O maior problema é deixar Naharin controlar o ponto de vista do documentário. Quando jovem, o dançarino foi selecionado nas prestigiosas companhias de Martha Graham e Maurice Béjart, mas abandonou ambas em pouco tempo, porque “não ficou satisfeito”. O que realmente aconteceu? Naharin não diz, e o diretor tampouco se interessa em investigar. Heymman limita-se ao que o biografado deseja mostrar, apoiando-se demasiadamente nas entrevistas com o próprio. Assim, torna-se incapaz de adotar o distanciamento necessário a qualquer retrato biográfico. Uma mentira contada pelo artista à imprensa é repetida no início do filme, e desmentida apenas no terço final. O documentário deixa que ele minta, manipule, controle a representação de sua imagem.

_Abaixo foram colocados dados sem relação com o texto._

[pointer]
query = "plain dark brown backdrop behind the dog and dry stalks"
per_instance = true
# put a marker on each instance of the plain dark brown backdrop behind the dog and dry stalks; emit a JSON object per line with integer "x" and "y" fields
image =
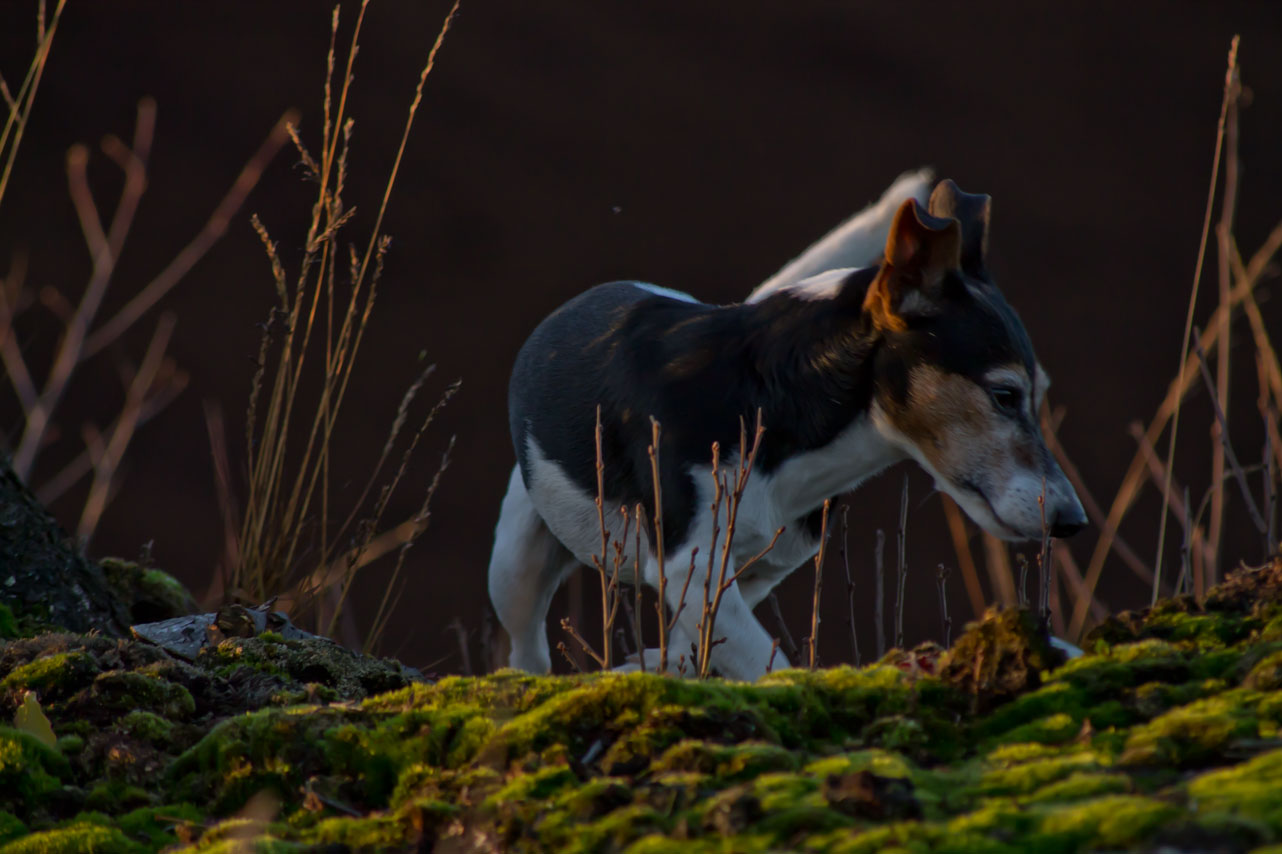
{"x": 697, "y": 146}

Os depoimentos de terceiros, quando aparecem, revestem-se de duas funções distintas: ou servem para sublinhar a genialidade deste homem à frente do seu tempo, que fornece instruções pouco técnicas e sonha que todos “leiam a sua mente”, ou contribuem para mostrar um diretor artístico arrogante e grosseiro, que faz muitos dançarinos saírem dos ensaios chorando. Mas não se preocupe: “Eles sempre voltam, porque percebem que valeu a pena”, afirma uma dançarina. Naharin é desculpado por suas excentricidades, pois a genialidade seria uma dádiva isenta de responsabilidades.

Por fim, Gaga - O Amor Pela Dança reforça o mito romântico do artista perturbado, aquele compreendido por poucos, inquestionável por causa de seu talento. O inegável pioneirismo funciona de salvo-conduto para agir como uma diva, controlando todos ao redor, inclusive o diretor do documentário a seu respeito. A maioria das biografias trabalha no sentido de desconstruir mitos e revelar o lado humano por trás de estrelas consagradas. Heymann faz o caminho oposto, prestando homenagem ao ídolo erguido num pedestal.